Why We're Boycotting Thanksgiving With the Extended Family This Year
For us, it always begins with the negotiations in September and October. Since my parents divorced nearly two decades ago, I have had to manage a giant dose of guilt when it comes to figuring out where to spend my holidays. Even though my father passed away a few years ago, his family is still fair game. Then I got married and complicated things by having to work my husband’s family into the mix as well. Every year someone’s feelings are hurt, someone gets passive-aggressive, and/or someone’s parents have to spend the holiday with their children’s in-laws. None of it is ideal.

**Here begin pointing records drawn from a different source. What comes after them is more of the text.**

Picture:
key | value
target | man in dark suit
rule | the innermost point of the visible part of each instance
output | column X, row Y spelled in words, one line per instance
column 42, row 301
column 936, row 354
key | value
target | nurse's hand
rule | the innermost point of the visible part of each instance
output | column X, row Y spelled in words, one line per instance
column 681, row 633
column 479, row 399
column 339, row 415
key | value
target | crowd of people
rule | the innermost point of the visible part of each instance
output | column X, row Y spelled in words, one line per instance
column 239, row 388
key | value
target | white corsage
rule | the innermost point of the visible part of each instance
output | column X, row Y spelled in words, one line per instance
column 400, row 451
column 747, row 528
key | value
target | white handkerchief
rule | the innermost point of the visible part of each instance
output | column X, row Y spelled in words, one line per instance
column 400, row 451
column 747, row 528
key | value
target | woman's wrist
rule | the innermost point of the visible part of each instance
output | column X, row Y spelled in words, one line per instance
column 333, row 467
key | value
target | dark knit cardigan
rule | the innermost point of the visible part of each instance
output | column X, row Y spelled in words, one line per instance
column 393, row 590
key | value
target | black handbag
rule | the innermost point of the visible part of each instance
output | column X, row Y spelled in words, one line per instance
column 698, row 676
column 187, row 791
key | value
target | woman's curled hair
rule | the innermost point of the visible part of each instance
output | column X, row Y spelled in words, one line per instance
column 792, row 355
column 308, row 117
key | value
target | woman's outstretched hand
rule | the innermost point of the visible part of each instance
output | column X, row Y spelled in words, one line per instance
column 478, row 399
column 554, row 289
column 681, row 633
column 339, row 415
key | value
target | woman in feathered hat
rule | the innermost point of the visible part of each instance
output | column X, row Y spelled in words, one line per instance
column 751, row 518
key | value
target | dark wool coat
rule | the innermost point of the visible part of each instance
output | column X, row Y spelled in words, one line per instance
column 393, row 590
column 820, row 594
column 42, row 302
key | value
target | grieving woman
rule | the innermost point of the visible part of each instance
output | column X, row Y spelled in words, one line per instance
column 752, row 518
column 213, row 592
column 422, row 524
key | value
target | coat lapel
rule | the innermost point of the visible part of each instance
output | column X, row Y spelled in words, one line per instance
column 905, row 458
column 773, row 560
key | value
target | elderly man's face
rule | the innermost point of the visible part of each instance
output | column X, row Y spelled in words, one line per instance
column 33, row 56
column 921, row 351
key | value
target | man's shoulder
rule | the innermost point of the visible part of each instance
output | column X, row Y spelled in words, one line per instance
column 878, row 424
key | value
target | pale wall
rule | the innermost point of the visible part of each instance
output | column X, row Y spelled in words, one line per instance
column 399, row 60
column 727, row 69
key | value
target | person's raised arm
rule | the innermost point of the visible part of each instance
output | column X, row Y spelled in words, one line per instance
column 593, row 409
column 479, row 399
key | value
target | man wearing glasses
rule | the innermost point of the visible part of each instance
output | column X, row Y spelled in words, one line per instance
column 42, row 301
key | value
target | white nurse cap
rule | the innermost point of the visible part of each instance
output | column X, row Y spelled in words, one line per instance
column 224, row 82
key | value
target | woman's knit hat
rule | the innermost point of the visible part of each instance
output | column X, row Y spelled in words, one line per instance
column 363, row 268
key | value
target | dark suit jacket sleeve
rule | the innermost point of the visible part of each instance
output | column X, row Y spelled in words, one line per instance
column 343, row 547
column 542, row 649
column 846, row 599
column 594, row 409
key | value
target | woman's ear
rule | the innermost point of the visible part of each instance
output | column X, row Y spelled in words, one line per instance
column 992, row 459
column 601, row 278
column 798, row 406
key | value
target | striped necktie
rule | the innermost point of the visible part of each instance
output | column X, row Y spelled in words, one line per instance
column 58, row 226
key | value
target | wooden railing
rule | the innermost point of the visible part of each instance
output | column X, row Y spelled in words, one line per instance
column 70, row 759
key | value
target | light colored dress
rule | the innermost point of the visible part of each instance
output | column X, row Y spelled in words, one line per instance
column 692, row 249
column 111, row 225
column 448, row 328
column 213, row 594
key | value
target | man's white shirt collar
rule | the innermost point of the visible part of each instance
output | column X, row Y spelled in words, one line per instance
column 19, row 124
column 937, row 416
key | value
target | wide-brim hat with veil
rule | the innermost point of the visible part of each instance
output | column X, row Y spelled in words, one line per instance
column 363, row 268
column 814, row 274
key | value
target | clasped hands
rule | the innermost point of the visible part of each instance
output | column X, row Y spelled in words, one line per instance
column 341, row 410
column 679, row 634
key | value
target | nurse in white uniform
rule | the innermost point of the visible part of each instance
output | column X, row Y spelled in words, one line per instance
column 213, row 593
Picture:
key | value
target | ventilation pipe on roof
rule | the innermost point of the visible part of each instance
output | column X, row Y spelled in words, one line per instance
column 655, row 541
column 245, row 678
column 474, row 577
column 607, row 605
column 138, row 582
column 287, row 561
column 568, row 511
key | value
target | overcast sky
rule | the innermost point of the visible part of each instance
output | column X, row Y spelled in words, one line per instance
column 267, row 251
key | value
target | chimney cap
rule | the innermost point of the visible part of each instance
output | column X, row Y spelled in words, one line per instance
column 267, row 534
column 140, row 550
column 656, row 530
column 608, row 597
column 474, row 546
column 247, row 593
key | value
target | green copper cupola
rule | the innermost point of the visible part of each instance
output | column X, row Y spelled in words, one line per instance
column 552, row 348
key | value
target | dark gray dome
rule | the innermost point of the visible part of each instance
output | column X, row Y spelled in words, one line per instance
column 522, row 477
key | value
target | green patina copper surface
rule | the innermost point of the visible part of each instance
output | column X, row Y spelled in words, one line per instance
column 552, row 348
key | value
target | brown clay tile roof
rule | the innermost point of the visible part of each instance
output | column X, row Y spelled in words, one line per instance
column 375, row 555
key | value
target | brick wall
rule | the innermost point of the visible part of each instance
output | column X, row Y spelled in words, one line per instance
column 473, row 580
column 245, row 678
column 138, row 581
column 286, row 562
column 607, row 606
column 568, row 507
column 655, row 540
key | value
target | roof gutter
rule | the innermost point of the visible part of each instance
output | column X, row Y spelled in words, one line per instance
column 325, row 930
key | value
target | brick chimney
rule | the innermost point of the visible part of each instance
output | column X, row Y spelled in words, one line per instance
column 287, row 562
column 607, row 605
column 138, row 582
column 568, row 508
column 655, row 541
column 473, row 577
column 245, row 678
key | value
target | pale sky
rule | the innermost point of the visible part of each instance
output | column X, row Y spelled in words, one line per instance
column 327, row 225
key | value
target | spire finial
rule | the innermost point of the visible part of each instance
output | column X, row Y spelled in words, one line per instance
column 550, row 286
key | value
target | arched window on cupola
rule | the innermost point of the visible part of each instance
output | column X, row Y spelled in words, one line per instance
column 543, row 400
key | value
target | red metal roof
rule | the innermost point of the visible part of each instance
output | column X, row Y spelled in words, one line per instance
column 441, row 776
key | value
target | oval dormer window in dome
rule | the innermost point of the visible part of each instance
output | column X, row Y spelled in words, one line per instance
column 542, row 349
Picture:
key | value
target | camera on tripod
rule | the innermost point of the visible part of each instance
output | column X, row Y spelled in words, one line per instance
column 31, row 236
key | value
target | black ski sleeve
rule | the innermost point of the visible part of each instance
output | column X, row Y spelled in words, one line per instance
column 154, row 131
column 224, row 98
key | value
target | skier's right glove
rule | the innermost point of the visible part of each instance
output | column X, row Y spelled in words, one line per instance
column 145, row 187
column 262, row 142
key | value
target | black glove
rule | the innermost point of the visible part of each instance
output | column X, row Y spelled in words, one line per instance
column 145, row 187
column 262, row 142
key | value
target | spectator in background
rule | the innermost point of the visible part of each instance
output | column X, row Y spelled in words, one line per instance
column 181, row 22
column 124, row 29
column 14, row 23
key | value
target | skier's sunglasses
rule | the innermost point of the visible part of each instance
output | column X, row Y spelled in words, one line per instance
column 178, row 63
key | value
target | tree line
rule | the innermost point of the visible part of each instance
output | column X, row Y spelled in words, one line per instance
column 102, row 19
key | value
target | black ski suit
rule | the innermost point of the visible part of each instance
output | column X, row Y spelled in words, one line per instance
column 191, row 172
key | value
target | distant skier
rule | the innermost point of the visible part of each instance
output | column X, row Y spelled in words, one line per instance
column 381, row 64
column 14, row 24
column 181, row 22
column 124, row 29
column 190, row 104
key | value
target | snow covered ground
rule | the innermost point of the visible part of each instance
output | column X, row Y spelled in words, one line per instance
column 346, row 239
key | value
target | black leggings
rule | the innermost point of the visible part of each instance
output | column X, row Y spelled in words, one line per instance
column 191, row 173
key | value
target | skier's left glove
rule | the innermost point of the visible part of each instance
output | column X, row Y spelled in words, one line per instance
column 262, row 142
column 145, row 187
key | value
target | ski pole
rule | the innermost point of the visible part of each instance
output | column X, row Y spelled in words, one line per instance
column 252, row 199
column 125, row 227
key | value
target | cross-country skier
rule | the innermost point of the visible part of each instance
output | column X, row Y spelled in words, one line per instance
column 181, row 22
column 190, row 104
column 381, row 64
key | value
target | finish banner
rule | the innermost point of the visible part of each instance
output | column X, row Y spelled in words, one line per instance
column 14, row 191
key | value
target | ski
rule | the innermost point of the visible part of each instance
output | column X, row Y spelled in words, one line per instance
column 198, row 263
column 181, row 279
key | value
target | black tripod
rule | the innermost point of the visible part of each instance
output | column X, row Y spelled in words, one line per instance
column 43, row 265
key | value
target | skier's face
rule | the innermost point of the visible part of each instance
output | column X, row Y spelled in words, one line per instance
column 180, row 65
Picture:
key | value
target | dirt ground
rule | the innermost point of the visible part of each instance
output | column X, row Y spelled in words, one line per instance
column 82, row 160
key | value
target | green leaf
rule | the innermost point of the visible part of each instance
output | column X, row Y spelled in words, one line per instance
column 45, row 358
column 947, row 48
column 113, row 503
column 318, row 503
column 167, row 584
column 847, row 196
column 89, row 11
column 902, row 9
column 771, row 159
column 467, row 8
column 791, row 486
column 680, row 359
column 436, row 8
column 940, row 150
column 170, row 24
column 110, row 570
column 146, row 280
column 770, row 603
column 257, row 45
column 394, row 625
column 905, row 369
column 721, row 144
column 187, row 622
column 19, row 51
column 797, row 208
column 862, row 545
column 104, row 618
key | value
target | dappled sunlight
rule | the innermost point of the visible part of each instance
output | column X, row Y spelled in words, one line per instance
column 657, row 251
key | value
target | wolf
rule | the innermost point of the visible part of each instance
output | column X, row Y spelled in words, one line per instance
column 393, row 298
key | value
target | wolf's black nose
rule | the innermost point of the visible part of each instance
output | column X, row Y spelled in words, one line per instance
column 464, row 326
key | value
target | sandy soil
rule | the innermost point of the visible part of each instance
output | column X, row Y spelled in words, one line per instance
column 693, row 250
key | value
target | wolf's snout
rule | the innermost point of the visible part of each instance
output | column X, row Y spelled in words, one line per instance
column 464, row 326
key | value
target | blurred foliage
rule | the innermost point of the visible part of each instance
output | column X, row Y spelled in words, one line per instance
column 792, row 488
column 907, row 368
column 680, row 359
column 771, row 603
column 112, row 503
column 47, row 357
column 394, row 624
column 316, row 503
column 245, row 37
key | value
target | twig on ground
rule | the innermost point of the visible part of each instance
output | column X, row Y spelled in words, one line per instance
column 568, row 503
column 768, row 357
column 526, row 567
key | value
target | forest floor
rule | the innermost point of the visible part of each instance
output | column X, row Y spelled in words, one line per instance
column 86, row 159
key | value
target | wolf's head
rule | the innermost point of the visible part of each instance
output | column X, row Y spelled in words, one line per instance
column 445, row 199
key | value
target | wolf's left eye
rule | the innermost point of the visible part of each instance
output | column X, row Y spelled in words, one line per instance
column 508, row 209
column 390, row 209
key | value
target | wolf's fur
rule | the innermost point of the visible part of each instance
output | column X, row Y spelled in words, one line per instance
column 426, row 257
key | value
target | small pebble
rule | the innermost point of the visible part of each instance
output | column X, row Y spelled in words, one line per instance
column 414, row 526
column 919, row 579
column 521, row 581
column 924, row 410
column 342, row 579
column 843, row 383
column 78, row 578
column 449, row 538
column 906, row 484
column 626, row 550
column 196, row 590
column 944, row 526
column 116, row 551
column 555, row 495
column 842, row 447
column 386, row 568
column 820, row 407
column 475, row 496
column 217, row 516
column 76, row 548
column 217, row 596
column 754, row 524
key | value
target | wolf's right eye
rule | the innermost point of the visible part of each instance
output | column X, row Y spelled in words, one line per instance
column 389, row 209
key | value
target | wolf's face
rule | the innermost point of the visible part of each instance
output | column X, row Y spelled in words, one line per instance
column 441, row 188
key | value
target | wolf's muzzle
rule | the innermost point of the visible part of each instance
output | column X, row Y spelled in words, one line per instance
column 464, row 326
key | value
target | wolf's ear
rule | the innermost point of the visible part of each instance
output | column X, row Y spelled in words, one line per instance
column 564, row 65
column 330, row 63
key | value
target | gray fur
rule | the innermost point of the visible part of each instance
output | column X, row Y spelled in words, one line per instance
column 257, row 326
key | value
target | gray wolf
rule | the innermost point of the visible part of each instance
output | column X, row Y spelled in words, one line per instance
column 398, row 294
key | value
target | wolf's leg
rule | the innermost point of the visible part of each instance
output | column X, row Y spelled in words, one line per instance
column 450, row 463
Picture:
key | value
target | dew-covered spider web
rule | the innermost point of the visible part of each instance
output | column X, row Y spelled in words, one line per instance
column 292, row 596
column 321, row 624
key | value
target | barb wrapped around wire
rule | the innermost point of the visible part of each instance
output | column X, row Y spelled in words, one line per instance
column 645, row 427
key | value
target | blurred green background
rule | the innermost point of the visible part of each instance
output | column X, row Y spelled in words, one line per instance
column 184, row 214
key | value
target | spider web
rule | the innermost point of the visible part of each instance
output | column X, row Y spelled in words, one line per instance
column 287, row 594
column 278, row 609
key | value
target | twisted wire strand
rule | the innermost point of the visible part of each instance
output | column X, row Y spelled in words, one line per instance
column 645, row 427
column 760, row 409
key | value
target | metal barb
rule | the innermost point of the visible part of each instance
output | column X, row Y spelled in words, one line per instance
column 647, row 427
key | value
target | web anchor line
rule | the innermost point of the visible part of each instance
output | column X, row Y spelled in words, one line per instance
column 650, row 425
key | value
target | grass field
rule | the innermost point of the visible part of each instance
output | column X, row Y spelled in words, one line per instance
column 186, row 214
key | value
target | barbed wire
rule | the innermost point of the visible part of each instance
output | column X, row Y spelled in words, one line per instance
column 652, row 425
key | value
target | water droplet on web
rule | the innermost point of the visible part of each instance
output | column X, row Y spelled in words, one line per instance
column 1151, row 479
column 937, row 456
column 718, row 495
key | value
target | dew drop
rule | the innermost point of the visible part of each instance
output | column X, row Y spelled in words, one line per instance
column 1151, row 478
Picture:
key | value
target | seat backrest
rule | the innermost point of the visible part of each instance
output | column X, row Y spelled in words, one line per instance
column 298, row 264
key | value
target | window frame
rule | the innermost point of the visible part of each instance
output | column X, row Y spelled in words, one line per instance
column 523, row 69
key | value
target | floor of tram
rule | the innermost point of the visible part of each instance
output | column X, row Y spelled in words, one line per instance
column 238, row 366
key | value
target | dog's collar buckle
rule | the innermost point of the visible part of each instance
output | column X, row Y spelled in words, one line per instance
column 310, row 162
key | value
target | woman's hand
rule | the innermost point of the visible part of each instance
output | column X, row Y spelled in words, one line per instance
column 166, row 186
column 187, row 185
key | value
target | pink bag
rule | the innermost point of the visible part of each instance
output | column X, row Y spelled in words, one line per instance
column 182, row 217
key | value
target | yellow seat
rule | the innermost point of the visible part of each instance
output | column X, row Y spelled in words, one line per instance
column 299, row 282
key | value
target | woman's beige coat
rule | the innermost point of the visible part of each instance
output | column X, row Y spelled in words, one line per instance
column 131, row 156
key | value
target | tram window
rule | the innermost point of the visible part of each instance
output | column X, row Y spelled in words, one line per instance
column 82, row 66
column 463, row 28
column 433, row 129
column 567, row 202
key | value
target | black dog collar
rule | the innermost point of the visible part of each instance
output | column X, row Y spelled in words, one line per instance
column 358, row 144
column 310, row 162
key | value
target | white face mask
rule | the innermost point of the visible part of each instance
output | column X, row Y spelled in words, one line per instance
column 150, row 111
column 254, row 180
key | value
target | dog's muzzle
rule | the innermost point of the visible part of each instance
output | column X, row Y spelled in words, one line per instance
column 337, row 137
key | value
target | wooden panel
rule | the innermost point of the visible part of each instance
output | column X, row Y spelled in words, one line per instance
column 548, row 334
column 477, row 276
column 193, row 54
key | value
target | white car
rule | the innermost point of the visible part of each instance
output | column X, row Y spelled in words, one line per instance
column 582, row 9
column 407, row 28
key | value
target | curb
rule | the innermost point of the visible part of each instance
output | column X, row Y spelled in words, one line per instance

This year, we threw a newborn into play. He could have greatly complicated Thanksgiving Day affairs, but it turns out that he was our saving grace. Because on top of the guilt trips, my husband and I would have had to endure lugging our two small children to the dinner. That means packing up virtually all of our belongings for the four-hour event (if you have a baby, you understand this), keeping a two-year-old and a six-week-old calm during holiday traffic, and throwing caution to the wind as we watched naptime fly right out the car window. Once at the gathering, my husband would be chasing our two-year-old, and attempting to get him (a notoriously picky eater) to consume at least something of substance. I would be camped out on the couch, nursing and burping the baby ad nauseam. The mood of the event would be cordial on the surface as we all negotiated the tightrope that is unspoken family drama. We would narrowly avoid discussion of the election, and would smile through any snide comments that escaped our relatives’ cabernet-stained loose lips. We would take turns shoving food down our throats (with little chance that we could all join the rest of the family at the dinner table at the same time), and then bolt out the door before the kids started melting down, screaming from exhaustion. We would get home, put everyone to bed, and then collapse on the couch with a food hangover and debilitating fatigue, knowing full well that in two short hours the baby would be awake and expecting to be fed again.
What we're doing instead this year:
Only this year, my beautiful baby boy has given us an out. Whether our older relatives can remember it or not, having a newborn is hard. And taking a newborn anywhere is even harder. So this year, we opted for easy. Call us crazy or selfish, but we just couldn’t muster the energy to play the holiday game with our two little kids. No, this year, we are choosing a relaxing, positive experience, on our own terms. We will be getting our meal catered by a local restaurant. And then the four of us will spend Thanksgiving morning watching the Macy’s parade on TV while baking cookies and pie – a tradition I hope to keep up with my kids in the future. This year we will celebrate a major holiday for the first time as a family of four. We’ll nap when we want, go to bed when we want, and maybe even wear PJs all day without having to leave the house once. We will give thanks for having a beautiful home to call our own (as this will also be our first Thanksgiving since buying our house), for having each other, and for having the luxury of choosing where to spend the holiday. All of that certainly sounds more in line with the spirit of Thanksgiving than the alternative. Because somewhere along the way, guilt trips and obligation became the norm, but that’s not what it’s supposed to be about.
Next year, I am sure that we’ll be back to playing the holiday game and packing up our two toddlers for a day of family drama and pie à la mode. But this year is ours, and I couldn’t be more grateful.